CUS3D :CLIP-based Unsupervised 3D Segmentation via Object-level Denoise

Fuyang Yu,Runze Tian,Zhen Wang,Xiaochuan Wang,Xiaohui Liang
2024-09-21
Abstract:To ease the difficulty of acquiring annotation labels in 3D data, a common method is using unsupervised and open-vocabulary semantic segmentation, which leverage 2D CLIP semantic knowledge. In this paper, unlike previous research that ignores the ``noise'' raised during feature projection from 2D to 3D, we propose a novel distillation learning framework named CUS3D. In our approach, an object-level denosing projection module is designed to screen out the ``noise'' and ensure more accurate 3D feature.

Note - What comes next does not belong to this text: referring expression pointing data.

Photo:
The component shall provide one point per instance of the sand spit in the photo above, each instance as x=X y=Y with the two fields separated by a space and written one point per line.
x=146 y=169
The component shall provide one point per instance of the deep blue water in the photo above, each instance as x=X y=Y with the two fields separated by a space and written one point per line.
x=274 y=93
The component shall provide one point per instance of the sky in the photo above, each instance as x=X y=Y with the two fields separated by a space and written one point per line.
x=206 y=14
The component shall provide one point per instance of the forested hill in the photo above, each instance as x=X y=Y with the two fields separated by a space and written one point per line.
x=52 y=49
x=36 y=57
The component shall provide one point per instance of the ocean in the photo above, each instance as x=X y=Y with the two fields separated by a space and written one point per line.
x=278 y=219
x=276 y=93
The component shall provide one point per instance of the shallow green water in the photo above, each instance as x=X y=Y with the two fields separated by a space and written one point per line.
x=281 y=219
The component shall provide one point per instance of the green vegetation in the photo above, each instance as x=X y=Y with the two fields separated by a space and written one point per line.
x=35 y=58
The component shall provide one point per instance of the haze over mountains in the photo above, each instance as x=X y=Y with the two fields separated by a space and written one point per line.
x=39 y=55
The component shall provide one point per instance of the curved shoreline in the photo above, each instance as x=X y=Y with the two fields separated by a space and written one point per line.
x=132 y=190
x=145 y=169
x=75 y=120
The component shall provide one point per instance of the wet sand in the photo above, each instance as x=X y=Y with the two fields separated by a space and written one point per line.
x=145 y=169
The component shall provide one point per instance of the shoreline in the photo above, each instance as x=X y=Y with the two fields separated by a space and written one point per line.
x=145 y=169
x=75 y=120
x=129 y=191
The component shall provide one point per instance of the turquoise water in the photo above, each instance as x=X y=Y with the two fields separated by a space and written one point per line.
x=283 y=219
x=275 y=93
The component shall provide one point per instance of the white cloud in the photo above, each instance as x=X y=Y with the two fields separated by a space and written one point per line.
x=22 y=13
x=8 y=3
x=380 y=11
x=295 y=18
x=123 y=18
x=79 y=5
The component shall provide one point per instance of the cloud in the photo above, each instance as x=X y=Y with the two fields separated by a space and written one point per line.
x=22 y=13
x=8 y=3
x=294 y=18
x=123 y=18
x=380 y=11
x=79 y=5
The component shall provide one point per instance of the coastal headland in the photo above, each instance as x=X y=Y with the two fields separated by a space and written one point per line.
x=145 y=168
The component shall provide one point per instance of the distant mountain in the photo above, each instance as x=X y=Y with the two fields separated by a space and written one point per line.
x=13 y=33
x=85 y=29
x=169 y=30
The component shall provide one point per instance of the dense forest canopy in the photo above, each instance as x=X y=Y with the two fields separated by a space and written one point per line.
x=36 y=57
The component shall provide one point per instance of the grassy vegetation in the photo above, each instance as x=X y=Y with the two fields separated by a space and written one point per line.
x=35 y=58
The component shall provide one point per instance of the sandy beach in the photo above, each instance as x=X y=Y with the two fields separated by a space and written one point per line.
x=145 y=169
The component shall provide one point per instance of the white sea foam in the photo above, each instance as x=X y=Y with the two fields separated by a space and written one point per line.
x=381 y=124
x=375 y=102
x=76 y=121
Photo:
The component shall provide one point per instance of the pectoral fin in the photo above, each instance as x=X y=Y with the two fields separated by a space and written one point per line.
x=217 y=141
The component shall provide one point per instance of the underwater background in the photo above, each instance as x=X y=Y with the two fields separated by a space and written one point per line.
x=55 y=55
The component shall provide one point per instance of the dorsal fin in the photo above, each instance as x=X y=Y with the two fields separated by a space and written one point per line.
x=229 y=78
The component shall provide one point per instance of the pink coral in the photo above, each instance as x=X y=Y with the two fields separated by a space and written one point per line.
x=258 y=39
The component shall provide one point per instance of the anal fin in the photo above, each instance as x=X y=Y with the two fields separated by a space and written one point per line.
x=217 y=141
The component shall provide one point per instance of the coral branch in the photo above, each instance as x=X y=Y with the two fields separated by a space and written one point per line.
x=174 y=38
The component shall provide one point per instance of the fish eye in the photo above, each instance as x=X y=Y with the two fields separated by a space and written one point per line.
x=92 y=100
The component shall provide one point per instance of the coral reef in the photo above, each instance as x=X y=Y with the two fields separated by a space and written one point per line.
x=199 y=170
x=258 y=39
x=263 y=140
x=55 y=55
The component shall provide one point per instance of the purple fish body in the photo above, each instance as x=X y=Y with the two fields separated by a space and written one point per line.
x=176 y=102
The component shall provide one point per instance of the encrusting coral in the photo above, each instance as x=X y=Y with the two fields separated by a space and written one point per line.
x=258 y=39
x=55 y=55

Based on the obtained features, a multimodal distillation learning module is designed to align the 3D feature with CLIP semantic feature space with object-centered constrains to achieve advanced unsupervised semantic segmentation. We conduct comprehensive experiments in both unsupervised and open-vocabulary segmentation, and the results consistently showcase the superiority of our model in achieving advanced unsupervised segmentation results and its effectiveness in open-vocabulary segmentation.

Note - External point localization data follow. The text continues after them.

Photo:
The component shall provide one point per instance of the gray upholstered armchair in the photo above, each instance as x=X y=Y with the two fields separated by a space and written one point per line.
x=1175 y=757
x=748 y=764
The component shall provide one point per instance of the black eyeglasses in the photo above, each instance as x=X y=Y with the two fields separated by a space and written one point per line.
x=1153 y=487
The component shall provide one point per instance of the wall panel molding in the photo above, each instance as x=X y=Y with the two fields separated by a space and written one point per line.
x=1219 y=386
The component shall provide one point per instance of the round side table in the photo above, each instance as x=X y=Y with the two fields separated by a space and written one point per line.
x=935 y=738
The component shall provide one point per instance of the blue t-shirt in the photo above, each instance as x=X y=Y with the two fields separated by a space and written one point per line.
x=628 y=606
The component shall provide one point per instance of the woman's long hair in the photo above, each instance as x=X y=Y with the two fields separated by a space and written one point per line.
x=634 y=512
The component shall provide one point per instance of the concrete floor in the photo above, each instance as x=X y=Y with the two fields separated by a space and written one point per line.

Computer Vision and Pattern Recognition,Multimedia
What problem does this paper attempt to address?
### What problems does this paper attempt to solve? This paper aims to solve the problem of the difficulty in obtaining labeled data in 3D point cloud semantic segmentation. Specifically, the authors propose a new framework named CUS3D for unsupervised 3D semantic segmentation through object - level denoising. #### Main problems: 1. **Difficulty in obtaining labeled tags**: Obtaining annotation information in 3D data is very difficult, resulting in a lack of sufficient labeled data in the field of 3D point cloud semantic segmentation, which limits the research and development in this field. 2. **The "noise" problem in existing methods**: Existing unsupervised 3D semantic segmentation methods introduce a large amount of "noise" when projecting 2D features into 3D space, and these "noise" affect the final segmentation accuracy. #### Solutions: To address these problems, the CUS3D framework proposes the following innovations: 1. **Object - level Denoising Projection (ODP) module**: - An object - level denoising projection module is designed to filter out the "noise" introduced in the 2D and 3D stages, so as to obtain more accurate 3D features. - Through efficient clustering and voting strategies, ensure that the pixels or points within each object have the same characteristics and reduce the influence of "noise". 2. **Multi - modal Distillation Learning (MDL) module**: - A multi - modal distillation learning module is introduced, using object - centered constraints to make the 2D and 3D semantic spaces as close as possible, further filtering out the influence of "noise". - Through knowledge distillation, make the 3D model better align with the CLIP semantic space, thereby improving the segmentation accuracy. #### Experimental results: - Experiments on the ScanNetV2 and S3DIS datasets show that CUS3D has achieved state - of - the - art performance in unsupervised semantic segmentation tasks. - It also performs well in open - vocabulary semantic segmentation tasks, proving its robustness and effectiveness. In conclusion, the CUS3D framework significantly improves the accuracy of unsupervised 3D semantic segmentation by effectively aligning 3D features and 2D CLIP semantic spaces and through object - level denoising.